Summary of Pakistan’s Nuclear Use Policy
| Policy Type | First Use |
| Strategic Doctrine | Full-Spectrum Deterrence |
| Key Focus | India-centric deterrence |
| TNWs (Tactical Nukes) | Yes (e.g., NASR missile) |
| NFU Stance | Rejected NFU policy |
Missile Doctrine Comparison
| Country | First Use Policy | Deterrence Doctrine | Delivery Platforms | Unique Strategy |
| India | No First Use (NFU) | Credible Minimum Deterrence | Land, Sea, Air | MIRVs in Agni-VI |
| Pakistan | First Use | Full Spectrum Deterrence | Land-based | Tactical nukes, Ababeel (MIRV) |
| China | NFU | Assured Retaliation | Land-based, SLBMs | Road-mobile ICBMs |
| Russia | Ambiguous | Escalate to De-escalate | All three | Avangard HGV |
| USA | Flexible Use | Strategic Triad | Silo, Bomber, SLBM | GMD & LRDR system |
| Iran | Ambiguous (denies nuclear intent) | Deterrence & retaliation | Land-based, proxy use | Missile-based doctrine |
| Israel | Ambiguous | Deterrence through opacity | Land, submarine (unconfirmed) | “Samson Option” doctrine |
Strategic Threat Scenarios
India-Pakistan Escalation
- Trigger: Terror attack or border skirmish
- Risk: Pakistan uses tactical nukes → Indian full-spectrum retaliation (Agni-V)
- Outcome: Risk of global conflict due to nuclear escalation
Israel-Iran Confrontation
- Trigger: Iran nears nuclear breakout capability
- Risk: Israeli pre-emptive strikes → regional war involving Hezbollah, U.S. bases
- Missiles Used: Iran’s Shahab, Israel’s Jericho III, Iron Dome/Arrow-3 defenses
China-Taiwan Conflict
- Trigger: Taiwan independence declaration
- Risk: China launches DF-21D/DF-26 against U.S. Navy
- Response: U.S. uses THAAD/Patriot, counterstrikes
North Korea vs. USA/Japan/South Korea
- Trigger: Missile test over Japan or nuclear detonation
- Risk: Pre-emptive strike on Pyongyang
- NK Response: Hwasong-17 launched towards Guam or Alaska
Russia-NATO Standoff
- Trigger: Baltic confrontation or Ukraine expansion
- Risk: Use of Iskander missiles, Sarmat ICBMs (strategic threat to U.S. mainland)

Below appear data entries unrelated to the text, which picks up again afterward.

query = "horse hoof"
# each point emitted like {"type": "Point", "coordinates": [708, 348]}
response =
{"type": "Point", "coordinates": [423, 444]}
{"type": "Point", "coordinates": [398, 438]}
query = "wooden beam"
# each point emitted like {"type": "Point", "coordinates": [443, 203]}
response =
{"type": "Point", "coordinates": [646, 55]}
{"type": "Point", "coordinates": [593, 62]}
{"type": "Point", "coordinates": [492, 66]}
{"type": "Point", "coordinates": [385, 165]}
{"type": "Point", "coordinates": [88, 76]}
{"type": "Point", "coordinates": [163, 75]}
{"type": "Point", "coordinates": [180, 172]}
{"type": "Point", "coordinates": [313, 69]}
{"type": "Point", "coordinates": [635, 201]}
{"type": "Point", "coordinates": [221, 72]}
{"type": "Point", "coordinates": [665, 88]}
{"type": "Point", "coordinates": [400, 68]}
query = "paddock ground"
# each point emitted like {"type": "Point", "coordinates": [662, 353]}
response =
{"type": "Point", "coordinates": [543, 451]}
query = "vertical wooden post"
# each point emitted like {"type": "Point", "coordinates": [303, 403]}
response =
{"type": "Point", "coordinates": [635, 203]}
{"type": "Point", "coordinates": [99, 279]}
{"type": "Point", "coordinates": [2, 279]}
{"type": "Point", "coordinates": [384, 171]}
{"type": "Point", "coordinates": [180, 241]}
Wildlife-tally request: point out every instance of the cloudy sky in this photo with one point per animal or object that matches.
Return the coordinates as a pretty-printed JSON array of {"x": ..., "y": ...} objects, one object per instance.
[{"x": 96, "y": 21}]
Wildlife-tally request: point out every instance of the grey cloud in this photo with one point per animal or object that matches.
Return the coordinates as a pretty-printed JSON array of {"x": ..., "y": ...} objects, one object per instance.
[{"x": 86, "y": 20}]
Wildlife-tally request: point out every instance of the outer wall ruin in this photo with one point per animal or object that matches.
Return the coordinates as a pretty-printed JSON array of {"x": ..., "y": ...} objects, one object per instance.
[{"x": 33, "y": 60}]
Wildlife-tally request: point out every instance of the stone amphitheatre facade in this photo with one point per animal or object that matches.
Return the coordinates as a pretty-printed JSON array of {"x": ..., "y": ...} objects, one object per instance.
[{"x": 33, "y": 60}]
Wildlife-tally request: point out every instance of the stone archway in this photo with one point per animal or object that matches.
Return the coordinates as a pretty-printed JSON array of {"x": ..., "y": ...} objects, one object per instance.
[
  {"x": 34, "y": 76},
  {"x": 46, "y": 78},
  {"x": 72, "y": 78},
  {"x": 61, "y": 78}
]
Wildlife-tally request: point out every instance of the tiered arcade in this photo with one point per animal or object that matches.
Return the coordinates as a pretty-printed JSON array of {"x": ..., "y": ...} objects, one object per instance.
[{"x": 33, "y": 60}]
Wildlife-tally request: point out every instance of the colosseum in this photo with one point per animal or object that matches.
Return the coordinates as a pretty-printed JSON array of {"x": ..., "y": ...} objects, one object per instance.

- NATO Response: Deployment of Patriot, THAAD in Eastern Europe
Arms Control Treaties & Breakdown
| Treaty | Purpose | Status | Key Players |
| NPT (Non-Proliferation Treaty) | Prevent spread of nukes | Active, but strained | India, Pakistan, Israel non-signatories |
| MTCR (Missile Technology Control Regime) | Prevent tech transfer | India joined, China not member | 35 nations |
| INF Treaty | Ban intermediate-range missiles | Terminated (2019) | U.S. withdrew, Russia followed |
| START/NEW START | U.S.-Russia strategic arms reduction | In effect till 2026 | Under negotiation |
| Hague Code of Conduct (HCoC) | Curb ballistic missile proliferation | Voluntary | 143 signatories (Pakistan, China absent) |
Rising Concerns:
- Lack of universal participation (e.g., China, Israel, Pakistan)
- Treaty collapses (INF, Open Skies)
- Modernization race → New Cold War
Missile and Nuclear Policy Recommendations
- Revive INF-like bilateral treaties involving U.S., Russia, and China.
- Expand MTCR and HCoC participation to include Pakistan, North Korea, and Iran.
- Implement regional missile control frameworks (e.g., South Asian Missile Test Notification Agreement).
- Increase transparency in missile inventories through third-party audits (e.g., via IAEA).
- Incorporate hypersonic weapons in new arms control treaties, given their destabilizing nature.
Final Summary: Complete Article Takeaways
- ICBMs are strategic, long-range missiles critical to nuclear deterrence.
- Pakistan lacks ICBMs, but U.S. fears about its intentions have caused alarm.
- India, China, and Israel already possess or are developing advanced ICBM systems.
- Missile types include ballistic, cruise, hypersonic, each with different ranges and technologies.
- Comparative missile doctrine shows varying postures from NFU (India, China) to tactical first use (Pakistan).
- Missile defense systems are becoming more advanced but may still be overwhelmed by MIRVs or HGVs.
- Regional conflicts involving missiles remain a key threat to global stability.
- Treaties are failing, and new global cooperation is necessary to manage escalation risks.
- Social media trends in Pakistan on ICBMs reflect deep anxieties post-India strikes and U.S. intelligence leaks.
- Strategic planning in 2025 must consider missile threat realism, defense readiness, and global diplomacy.